A system of logarithmic equations with parameters

Question

$Let$ $a,b,c>0$

$$\begin{cases}\log_a(b^x)=2\\\log_b(c^x)=2\\\log_c(a^x)=5\end{cases}$$

$$x=?$$

So my attempt is just to use the logarithmic definition:

$$\log_a(b^x)=2\iff b^x=a^2$$

By similar logic,

$$a^x=c^5$$ $$c^x=b^2$$

So, if add everything together, we should get:

$$a^x+b^x+c^x=a^2+b^2+c^5$$

Looks to me like x is equal 2 different numbers at the same time which is strange, what am I doing wrong here?

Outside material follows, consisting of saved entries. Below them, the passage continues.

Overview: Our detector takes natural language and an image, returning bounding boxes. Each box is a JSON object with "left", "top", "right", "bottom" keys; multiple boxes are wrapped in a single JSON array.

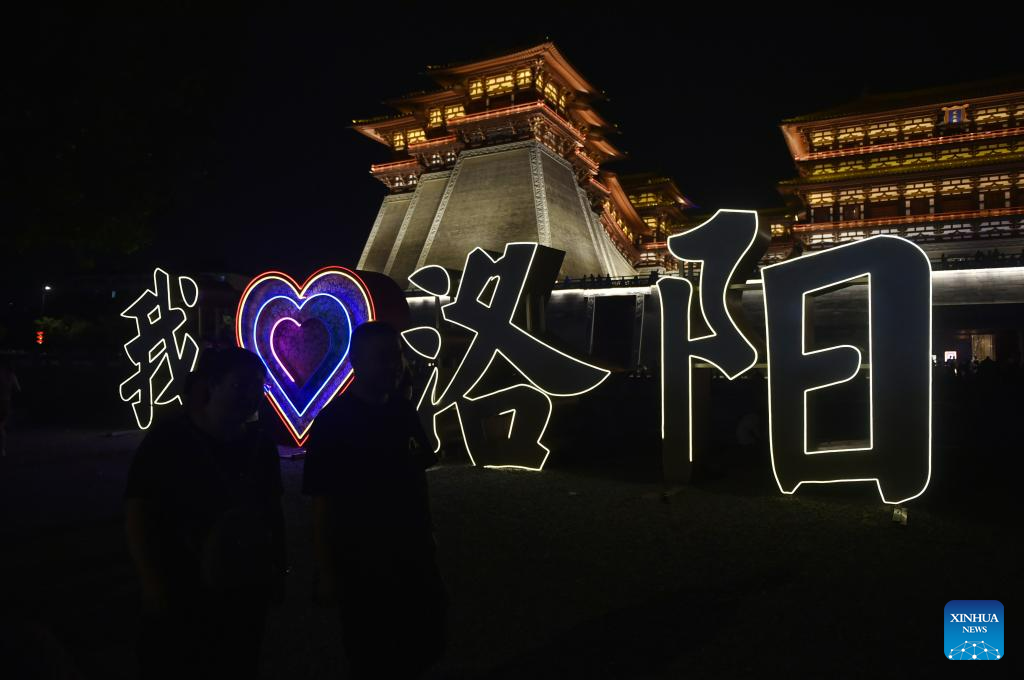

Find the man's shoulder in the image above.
[
  {"left": 139, "top": 414, "right": 196, "bottom": 453},
  {"left": 306, "top": 392, "right": 365, "bottom": 452},
  {"left": 313, "top": 392, "right": 360, "bottom": 428},
  {"left": 126, "top": 414, "right": 196, "bottom": 497}
]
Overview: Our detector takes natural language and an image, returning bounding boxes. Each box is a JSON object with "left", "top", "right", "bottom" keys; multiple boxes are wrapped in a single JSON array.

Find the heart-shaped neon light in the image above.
[
  {"left": 236, "top": 267, "right": 375, "bottom": 446},
  {"left": 257, "top": 295, "right": 351, "bottom": 415},
  {"left": 270, "top": 316, "right": 330, "bottom": 387}
]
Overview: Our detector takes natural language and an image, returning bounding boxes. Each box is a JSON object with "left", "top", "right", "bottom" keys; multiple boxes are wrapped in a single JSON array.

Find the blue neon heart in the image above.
[
  {"left": 236, "top": 268, "right": 375, "bottom": 446},
  {"left": 253, "top": 295, "right": 352, "bottom": 417}
]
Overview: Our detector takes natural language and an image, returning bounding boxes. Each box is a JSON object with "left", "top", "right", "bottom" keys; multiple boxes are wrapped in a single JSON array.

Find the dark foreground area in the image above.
[{"left": 0, "top": 426, "right": 1019, "bottom": 678}]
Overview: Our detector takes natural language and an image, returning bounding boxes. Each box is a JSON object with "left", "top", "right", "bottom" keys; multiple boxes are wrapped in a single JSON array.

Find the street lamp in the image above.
[{"left": 41, "top": 285, "right": 53, "bottom": 315}]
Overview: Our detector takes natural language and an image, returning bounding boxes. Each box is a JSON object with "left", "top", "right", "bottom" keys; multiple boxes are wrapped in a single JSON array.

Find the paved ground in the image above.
[{"left": 0, "top": 427, "right": 1018, "bottom": 678}]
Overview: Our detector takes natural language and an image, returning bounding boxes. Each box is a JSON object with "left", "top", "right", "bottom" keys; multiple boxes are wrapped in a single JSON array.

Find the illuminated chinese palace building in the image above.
[
  {"left": 610, "top": 173, "right": 796, "bottom": 275},
  {"left": 778, "top": 78, "right": 1024, "bottom": 362},
  {"left": 353, "top": 42, "right": 645, "bottom": 284},
  {"left": 778, "top": 77, "right": 1024, "bottom": 263},
  {"left": 617, "top": 173, "right": 695, "bottom": 272}
]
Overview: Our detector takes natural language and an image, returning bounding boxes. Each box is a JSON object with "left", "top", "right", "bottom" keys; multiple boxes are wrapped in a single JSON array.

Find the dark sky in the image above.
[{"left": 14, "top": 9, "right": 1023, "bottom": 282}]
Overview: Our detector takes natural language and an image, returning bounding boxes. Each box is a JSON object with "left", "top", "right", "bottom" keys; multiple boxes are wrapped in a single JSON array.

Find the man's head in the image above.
[
  {"left": 186, "top": 347, "right": 267, "bottom": 426},
  {"left": 350, "top": 321, "right": 403, "bottom": 394}
]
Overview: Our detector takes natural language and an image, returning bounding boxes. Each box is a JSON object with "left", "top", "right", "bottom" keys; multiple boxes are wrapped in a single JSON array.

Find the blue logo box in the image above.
[{"left": 945, "top": 600, "right": 1003, "bottom": 660}]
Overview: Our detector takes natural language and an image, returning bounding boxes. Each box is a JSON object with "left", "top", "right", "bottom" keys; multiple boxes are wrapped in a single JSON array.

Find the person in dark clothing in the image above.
[
  {"left": 124, "top": 348, "right": 286, "bottom": 679},
  {"left": 304, "top": 321, "right": 446, "bottom": 679}
]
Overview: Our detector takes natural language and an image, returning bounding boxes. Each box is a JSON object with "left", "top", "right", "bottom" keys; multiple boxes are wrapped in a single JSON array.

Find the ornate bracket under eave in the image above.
[{"left": 370, "top": 158, "right": 423, "bottom": 193}]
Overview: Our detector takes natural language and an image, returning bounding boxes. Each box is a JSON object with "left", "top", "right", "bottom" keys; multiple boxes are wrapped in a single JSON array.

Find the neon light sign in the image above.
[
  {"left": 133, "top": 210, "right": 930, "bottom": 502},
  {"left": 658, "top": 209, "right": 768, "bottom": 481},
  {"left": 761, "top": 236, "right": 932, "bottom": 504},
  {"left": 236, "top": 267, "right": 376, "bottom": 446},
  {"left": 119, "top": 268, "right": 200, "bottom": 429},
  {"left": 658, "top": 212, "right": 933, "bottom": 504},
  {"left": 402, "top": 243, "right": 609, "bottom": 470}
]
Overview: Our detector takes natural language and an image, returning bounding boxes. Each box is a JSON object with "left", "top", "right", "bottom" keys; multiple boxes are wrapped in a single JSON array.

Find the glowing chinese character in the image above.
[
  {"left": 658, "top": 210, "right": 769, "bottom": 480},
  {"left": 762, "top": 236, "right": 932, "bottom": 504},
  {"left": 119, "top": 268, "right": 200, "bottom": 429},
  {"left": 402, "top": 243, "right": 609, "bottom": 470}
]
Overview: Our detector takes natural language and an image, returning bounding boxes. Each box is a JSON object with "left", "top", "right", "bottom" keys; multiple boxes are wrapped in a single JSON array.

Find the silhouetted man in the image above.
[
  {"left": 304, "top": 321, "right": 446, "bottom": 678},
  {"left": 125, "top": 348, "right": 286, "bottom": 679}
]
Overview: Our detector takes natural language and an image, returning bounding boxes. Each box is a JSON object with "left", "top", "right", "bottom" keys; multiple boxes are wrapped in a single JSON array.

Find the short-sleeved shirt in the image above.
[
  {"left": 125, "top": 414, "right": 283, "bottom": 593},
  {"left": 302, "top": 390, "right": 436, "bottom": 553}
]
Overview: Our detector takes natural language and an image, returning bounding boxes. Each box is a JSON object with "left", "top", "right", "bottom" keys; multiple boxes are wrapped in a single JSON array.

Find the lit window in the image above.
[
  {"left": 837, "top": 126, "right": 865, "bottom": 144},
  {"left": 976, "top": 142, "right": 1011, "bottom": 156},
  {"left": 535, "top": 72, "right": 545, "bottom": 92},
  {"left": 868, "top": 186, "right": 899, "bottom": 201},
  {"left": 636, "top": 192, "right": 658, "bottom": 206},
  {"left": 469, "top": 79, "right": 483, "bottom": 99},
  {"left": 838, "top": 189, "right": 865, "bottom": 204},
  {"left": 868, "top": 121, "right": 899, "bottom": 141},
  {"left": 807, "top": 192, "right": 834, "bottom": 207},
  {"left": 867, "top": 155, "right": 900, "bottom": 169},
  {"left": 558, "top": 93, "right": 566, "bottom": 110},
  {"left": 770, "top": 223, "right": 787, "bottom": 237},
  {"left": 810, "top": 130, "right": 835, "bottom": 149},
  {"left": 902, "top": 151, "right": 934, "bottom": 165},
  {"left": 392, "top": 131, "right": 405, "bottom": 150},
  {"left": 406, "top": 129, "right": 425, "bottom": 145},
  {"left": 974, "top": 106, "right": 1009, "bottom": 125},
  {"left": 978, "top": 174, "right": 1012, "bottom": 190},
  {"left": 485, "top": 73, "right": 514, "bottom": 95},
  {"left": 544, "top": 81, "right": 560, "bottom": 104},
  {"left": 812, "top": 163, "right": 835, "bottom": 175},
  {"left": 903, "top": 182, "right": 935, "bottom": 198},
  {"left": 444, "top": 104, "right": 465, "bottom": 120},
  {"left": 836, "top": 160, "right": 866, "bottom": 173},
  {"left": 936, "top": 146, "right": 971, "bottom": 161},
  {"left": 643, "top": 216, "right": 658, "bottom": 228},
  {"left": 428, "top": 108, "right": 443, "bottom": 128},
  {"left": 939, "top": 178, "right": 972, "bottom": 195},
  {"left": 516, "top": 68, "right": 532, "bottom": 88},
  {"left": 901, "top": 116, "right": 933, "bottom": 135}
]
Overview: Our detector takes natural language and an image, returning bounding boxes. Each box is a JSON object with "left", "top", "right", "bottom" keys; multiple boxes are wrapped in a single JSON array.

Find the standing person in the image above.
[
  {"left": 124, "top": 348, "right": 287, "bottom": 679},
  {"left": 304, "top": 321, "right": 446, "bottom": 679},
  {"left": 0, "top": 357, "right": 21, "bottom": 456}
]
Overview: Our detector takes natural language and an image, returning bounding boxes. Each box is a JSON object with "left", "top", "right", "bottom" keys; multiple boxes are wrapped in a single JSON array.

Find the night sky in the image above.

I'm going to be a maths student in the upcoming year, this is taken from the Tel-Aviv university preparation material - shouldn't be too complex.

Answer 1

Needless to use the natural logarithm: from $$\begin{cases} \log_a b^x=2 \\\log_b c^x=2 \\\log_ca^x=5 \end{cases} \iff \begin{cases} x\log_a b=2 \\x\log_b c=2 \\x\log_ca=5 \end{cases} $$ you deduce readily that $$x^3(\underbrace{\log_ab\,\log_b c\,\log_c a}_{=1})=20.$$

Answer 2

$\displaystyle\begin{cases}\log_a(b^x)=2\\log_b(c^x)=2\\log_c(a^x)=5\end{cases}\implies \begin{cases}\frac{\ln(b^x)}{\ln(a)}=2\\\frac{\ln(c^x)}{\ln(b)}=2\\\frac{\ln(a^x)}{\ln(c)}=5\end{cases}$

$\ln(b^x)=2\ln(a)\\\ln(c^x)=2\ln(b)\\\ln(a^x)=5\ln(c)$

adding them all together gives :

$\ln(b^x)+\ln(c^x)+\ln(a^x)=2\ln(a)+5\ln(c)+2\ln(b)$

$\implies x\bigg(\ln(b)+\ln(a)+\ln(c)\bigg)=2\ln(a)+5\ln(c)+2\ln(b) $

$\implies x= \dfrac{2\ln(a)+5\ln(c)+2\ln(b)}{\ln(b)+\ln(a)+ln(c)}$

Answer 3

Using change of base and power formulea, we have \begin{eqnarray*} x \ln b = 2 \ln a \\ x \ln c= 2 \ln b \\ x \ln a = 5 \ln c \\ \end{eqnarray*} So \begin{eqnarray*} x^3 \ln a = 5 x^2 \ln c= 10 x \ln b =20 \ln a \\ \end{eqnarray*} Should be easy from here ?

Answer 4

The power of logarithm can be transferred to the front as a coefficient

$$ \log_a b^x=2 \rightarrow \,x\log_a b= \frac{x\cdot\log b}{\log a}=2 $$ irrespective of any chosen base, need even not be mentioned ( so long as it is real);

$$ \frac{x\cdot\log b}{\log a}\cdot\frac{x\cdot\log c}{\log b}\cdot\frac{x\cdot\log a}{\log c}= 2\cdot 2\cdot 5= 20$$

$$ x^3=20,\, x= 20^{1/3}. $$